Woman, black, stage artist and born abroad, Joséphine Baker will be only the sixth woman - out of 80 illustrious characters - to join after Simone Veil in 2018. "It will be memorable" with "joy and joy. excitement, "hopes Brian Bouillon-Baker, one of the 12 children adopted by Josephine Baker, 11 of whom are still alive.

With them, several hundred people are expected, including many young people, around Emmanuel Macron who will deliver a speech in front of the doors of the Pantheon.

The Head of State will pay tribute to this "world-renowned artist, engaged in the Resistance, tireless anti-racist activist" who "was involved in all the fights that bring together citizens of good will, in France and around the world".

"She is the embodiment of the French spirit," proclaimed the Head of State, announcing on August 23 his entry into the Pantheon.
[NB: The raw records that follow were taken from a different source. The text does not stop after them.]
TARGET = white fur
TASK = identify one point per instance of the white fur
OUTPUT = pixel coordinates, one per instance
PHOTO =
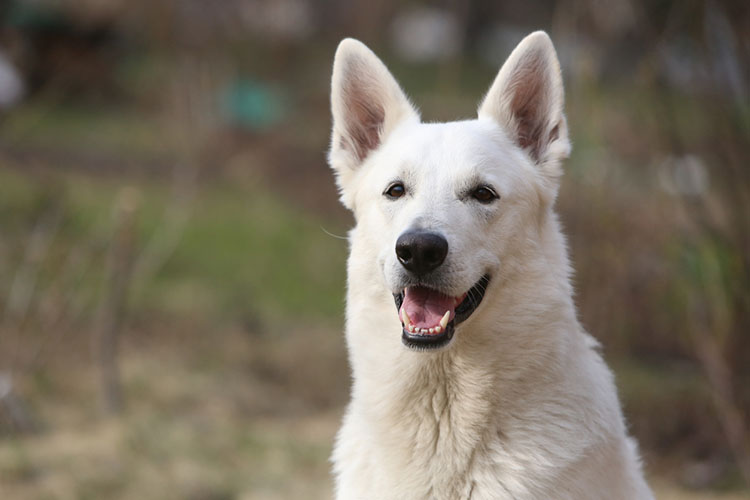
(520, 404)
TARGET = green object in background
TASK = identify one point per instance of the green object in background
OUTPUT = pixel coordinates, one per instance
(252, 105)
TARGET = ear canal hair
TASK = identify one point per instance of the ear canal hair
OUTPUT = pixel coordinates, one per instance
(526, 100)
(366, 103)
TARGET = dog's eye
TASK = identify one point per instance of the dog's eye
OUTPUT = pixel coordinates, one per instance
(484, 194)
(395, 190)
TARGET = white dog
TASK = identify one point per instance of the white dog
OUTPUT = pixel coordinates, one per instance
(472, 377)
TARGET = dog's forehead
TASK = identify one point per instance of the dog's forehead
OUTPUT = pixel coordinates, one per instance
(454, 148)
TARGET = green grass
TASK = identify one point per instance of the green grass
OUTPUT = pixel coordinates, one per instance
(242, 250)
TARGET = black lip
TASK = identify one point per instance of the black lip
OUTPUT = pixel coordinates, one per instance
(463, 311)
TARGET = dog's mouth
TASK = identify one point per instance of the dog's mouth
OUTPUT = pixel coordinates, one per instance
(429, 317)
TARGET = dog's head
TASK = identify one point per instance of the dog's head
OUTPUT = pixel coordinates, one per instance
(447, 208)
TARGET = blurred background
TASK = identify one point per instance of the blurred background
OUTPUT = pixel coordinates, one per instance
(171, 251)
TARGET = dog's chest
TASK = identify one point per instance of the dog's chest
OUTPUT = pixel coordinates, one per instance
(432, 442)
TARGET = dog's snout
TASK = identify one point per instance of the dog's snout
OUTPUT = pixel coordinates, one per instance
(421, 251)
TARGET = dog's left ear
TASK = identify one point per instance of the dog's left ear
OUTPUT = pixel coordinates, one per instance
(367, 104)
(526, 100)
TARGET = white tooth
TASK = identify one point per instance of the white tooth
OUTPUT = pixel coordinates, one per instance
(405, 318)
(444, 320)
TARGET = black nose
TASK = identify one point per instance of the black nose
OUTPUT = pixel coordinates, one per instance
(420, 251)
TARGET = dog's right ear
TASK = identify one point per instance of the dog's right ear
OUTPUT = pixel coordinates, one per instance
(367, 104)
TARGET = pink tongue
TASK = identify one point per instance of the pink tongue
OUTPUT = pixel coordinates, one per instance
(426, 307)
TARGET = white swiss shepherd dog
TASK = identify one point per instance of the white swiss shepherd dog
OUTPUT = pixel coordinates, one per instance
(472, 377)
"My mother was an idealist who wanted to prove that universal brotherhood was not a utopia," said Brian Bouillon-Baker on France Inter.

>> Discover our webdocumentary: Panthéon: Joséphine Baker, a free woman with a thousand faces

"I have two loves, Paris and my country", his most famous song, will be played by the Air Force Band when the coffin arrives at the Pantheon.

Cenotaph

The remains of Joséphine Baker will not be in the coffin, since her family has decided to let her rest in the marine cemetery of Monaco, alongside her last husband and one of her children, not far from Princess Grace who had supported her in the last years of her life.
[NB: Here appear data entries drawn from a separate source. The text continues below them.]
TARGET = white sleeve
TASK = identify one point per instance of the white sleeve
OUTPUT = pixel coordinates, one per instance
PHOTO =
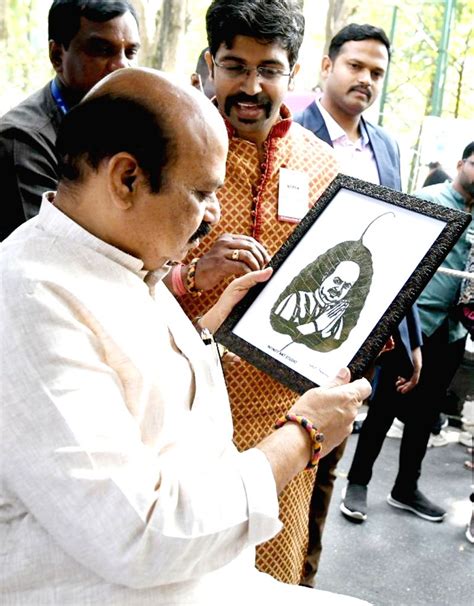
(74, 455)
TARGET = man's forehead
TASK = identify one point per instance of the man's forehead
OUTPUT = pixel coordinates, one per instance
(359, 47)
(105, 29)
(240, 43)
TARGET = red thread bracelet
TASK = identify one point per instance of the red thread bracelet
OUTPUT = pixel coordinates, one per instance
(316, 436)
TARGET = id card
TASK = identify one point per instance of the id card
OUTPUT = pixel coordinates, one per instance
(293, 195)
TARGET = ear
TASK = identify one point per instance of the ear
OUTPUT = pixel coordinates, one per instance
(326, 66)
(291, 81)
(56, 55)
(123, 177)
(210, 64)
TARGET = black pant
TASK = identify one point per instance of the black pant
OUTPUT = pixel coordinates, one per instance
(419, 409)
(318, 510)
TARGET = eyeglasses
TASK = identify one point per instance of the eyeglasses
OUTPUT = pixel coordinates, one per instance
(233, 71)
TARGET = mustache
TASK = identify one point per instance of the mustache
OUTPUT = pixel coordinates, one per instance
(260, 99)
(201, 231)
(362, 89)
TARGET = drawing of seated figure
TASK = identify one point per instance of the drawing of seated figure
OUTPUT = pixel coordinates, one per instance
(321, 311)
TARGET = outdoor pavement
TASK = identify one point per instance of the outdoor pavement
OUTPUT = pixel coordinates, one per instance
(396, 558)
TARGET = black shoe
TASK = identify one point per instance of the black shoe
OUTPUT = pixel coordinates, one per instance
(418, 504)
(354, 502)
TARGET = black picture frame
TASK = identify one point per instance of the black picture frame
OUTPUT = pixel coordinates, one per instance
(409, 238)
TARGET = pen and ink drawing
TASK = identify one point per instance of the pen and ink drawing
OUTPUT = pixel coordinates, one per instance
(322, 304)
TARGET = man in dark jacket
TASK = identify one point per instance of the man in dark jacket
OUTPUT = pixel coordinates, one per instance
(88, 39)
(353, 73)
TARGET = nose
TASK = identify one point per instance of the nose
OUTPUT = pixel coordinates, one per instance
(119, 61)
(251, 83)
(365, 77)
(212, 213)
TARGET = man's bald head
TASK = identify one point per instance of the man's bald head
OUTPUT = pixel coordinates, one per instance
(137, 111)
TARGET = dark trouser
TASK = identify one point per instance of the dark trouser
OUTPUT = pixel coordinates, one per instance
(318, 509)
(419, 409)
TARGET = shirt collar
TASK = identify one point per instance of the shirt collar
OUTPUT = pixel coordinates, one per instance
(336, 131)
(53, 221)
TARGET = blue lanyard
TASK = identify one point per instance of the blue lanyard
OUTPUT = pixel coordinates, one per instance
(58, 97)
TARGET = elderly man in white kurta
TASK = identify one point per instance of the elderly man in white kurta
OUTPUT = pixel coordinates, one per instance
(119, 482)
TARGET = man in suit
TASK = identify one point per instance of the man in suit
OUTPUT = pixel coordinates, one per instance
(88, 39)
(353, 73)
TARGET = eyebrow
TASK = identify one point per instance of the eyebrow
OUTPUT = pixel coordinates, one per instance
(96, 39)
(240, 60)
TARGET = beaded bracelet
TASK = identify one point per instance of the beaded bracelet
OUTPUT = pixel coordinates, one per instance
(316, 436)
(191, 278)
(177, 280)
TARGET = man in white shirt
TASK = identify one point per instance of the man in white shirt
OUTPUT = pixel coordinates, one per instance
(119, 482)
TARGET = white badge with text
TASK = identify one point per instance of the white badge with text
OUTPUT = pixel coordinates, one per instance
(293, 195)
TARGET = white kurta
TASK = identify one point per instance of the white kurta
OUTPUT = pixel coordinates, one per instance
(119, 482)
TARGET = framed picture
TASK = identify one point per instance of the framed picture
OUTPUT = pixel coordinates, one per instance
(341, 283)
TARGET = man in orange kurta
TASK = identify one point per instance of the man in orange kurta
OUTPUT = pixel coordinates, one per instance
(251, 74)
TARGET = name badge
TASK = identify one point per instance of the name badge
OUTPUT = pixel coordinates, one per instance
(293, 195)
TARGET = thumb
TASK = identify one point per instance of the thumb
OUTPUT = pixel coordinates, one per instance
(342, 378)
(254, 277)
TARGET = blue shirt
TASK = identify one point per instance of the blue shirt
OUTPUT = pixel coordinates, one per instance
(439, 298)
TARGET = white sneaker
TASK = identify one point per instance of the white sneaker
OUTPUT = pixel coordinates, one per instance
(396, 430)
(440, 439)
(466, 439)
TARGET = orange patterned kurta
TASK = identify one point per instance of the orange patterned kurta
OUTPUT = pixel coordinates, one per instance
(249, 206)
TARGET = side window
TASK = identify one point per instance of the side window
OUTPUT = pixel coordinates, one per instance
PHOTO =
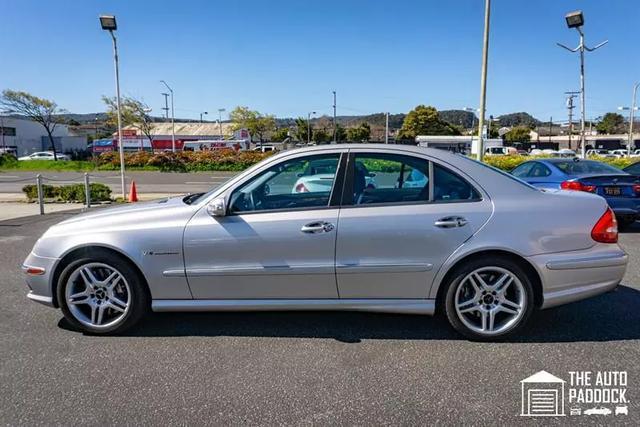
(303, 182)
(522, 170)
(539, 171)
(389, 178)
(449, 187)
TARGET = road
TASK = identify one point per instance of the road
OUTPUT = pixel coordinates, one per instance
(146, 182)
(296, 368)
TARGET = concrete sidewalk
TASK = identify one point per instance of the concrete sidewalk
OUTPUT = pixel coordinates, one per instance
(15, 205)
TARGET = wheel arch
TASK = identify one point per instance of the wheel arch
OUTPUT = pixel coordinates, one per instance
(529, 269)
(89, 250)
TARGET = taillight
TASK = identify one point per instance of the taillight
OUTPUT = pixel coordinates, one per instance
(606, 229)
(577, 186)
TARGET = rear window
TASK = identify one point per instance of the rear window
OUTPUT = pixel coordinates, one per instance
(586, 167)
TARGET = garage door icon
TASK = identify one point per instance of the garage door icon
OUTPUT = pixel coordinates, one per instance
(542, 395)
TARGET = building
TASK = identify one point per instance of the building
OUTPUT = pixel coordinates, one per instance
(134, 139)
(25, 137)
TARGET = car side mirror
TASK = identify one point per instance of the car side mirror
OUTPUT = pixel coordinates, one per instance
(217, 207)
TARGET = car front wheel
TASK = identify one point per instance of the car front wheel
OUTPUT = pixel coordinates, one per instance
(102, 294)
(488, 300)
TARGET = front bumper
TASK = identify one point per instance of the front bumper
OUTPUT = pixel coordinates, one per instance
(40, 289)
(576, 275)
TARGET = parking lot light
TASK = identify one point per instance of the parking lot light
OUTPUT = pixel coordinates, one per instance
(108, 23)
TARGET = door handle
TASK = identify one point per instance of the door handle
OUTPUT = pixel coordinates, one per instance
(451, 222)
(317, 227)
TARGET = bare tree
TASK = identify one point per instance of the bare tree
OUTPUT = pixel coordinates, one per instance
(37, 109)
(134, 113)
It is therefore a cenotaph (tomb not containing the body) which will be installed in vault 13 of the crypt, where the writer Maurice Genevoix is ​​already located, who entered the Pantheon last year.

Symbolically, this cenotaph was filled with handles of the four lands which "were dear to Joséphine Baker": her hometown of Saint-Louis, Paris where she knew glory, the castle of Milandes (Dordogne) where she installed her tribe "arc -en-ciel ", and Monaco where she ended her life.
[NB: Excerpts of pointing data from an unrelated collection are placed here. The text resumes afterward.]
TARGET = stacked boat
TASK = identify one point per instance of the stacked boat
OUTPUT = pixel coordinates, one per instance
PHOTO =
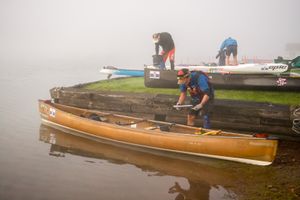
(267, 76)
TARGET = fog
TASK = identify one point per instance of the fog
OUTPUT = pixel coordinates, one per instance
(91, 33)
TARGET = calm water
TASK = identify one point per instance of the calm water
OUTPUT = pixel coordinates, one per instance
(39, 162)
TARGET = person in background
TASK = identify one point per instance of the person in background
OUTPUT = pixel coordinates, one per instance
(201, 92)
(222, 57)
(230, 45)
(165, 40)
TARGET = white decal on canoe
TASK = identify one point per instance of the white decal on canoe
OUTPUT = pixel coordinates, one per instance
(52, 138)
(281, 81)
(52, 112)
(154, 75)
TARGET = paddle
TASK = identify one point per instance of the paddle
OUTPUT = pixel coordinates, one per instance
(183, 106)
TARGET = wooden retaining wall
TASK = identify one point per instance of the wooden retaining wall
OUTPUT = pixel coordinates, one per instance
(226, 114)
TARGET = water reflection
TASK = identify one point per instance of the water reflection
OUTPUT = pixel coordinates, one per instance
(204, 181)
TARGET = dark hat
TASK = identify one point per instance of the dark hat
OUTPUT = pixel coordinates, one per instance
(181, 74)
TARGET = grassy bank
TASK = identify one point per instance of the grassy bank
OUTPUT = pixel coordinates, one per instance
(137, 85)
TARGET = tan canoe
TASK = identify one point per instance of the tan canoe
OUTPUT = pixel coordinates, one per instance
(161, 135)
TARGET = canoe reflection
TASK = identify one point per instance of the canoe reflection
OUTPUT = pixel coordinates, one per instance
(205, 181)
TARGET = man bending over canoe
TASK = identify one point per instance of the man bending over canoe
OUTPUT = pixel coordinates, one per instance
(230, 45)
(201, 92)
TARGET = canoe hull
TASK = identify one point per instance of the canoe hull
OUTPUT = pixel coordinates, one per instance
(155, 78)
(247, 150)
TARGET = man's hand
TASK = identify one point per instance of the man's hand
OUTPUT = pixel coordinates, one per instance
(197, 107)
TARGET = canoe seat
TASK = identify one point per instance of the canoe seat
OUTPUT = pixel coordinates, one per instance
(212, 132)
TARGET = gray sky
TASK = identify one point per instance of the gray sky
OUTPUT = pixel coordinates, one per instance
(119, 32)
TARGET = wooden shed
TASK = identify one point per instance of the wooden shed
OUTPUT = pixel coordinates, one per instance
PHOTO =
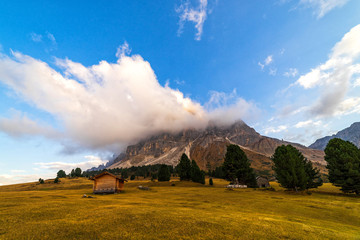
(262, 181)
(106, 182)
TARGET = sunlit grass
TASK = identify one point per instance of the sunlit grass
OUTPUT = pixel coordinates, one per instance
(184, 211)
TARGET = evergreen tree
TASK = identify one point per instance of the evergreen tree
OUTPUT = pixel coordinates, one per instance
(78, 172)
(196, 174)
(343, 163)
(72, 174)
(56, 180)
(313, 175)
(293, 171)
(164, 173)
(219, 172)
(124, 173)
(211, 182)
(61, 174)
(184, 168)
(237, 166)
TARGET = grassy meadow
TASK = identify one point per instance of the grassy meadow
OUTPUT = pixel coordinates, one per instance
(184, 211)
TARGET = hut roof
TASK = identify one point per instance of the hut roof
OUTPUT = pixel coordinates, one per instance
(261, 177)
(105, 173)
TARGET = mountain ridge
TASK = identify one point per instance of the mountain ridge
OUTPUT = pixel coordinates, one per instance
(351, 134)
(208, 147)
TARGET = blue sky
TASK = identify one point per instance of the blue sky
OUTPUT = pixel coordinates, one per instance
(79, 80)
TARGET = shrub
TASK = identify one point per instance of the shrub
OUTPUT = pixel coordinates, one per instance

Five months before the presidential election, the Elysee ensures that we should not see a political message in this pantheonization.

"There is really a very broad consensus" and "not a voice was raised" to challenge it, notes an adviser.

However, the ceremony should give Emmanuel Macron the opportunity to celebrate the values ​​he intends to put forward in the campaign.

"Joséphine Baker is the exemplary story" of a personality who "shows will and determination to build her own emancipation", sums up one of her advisers.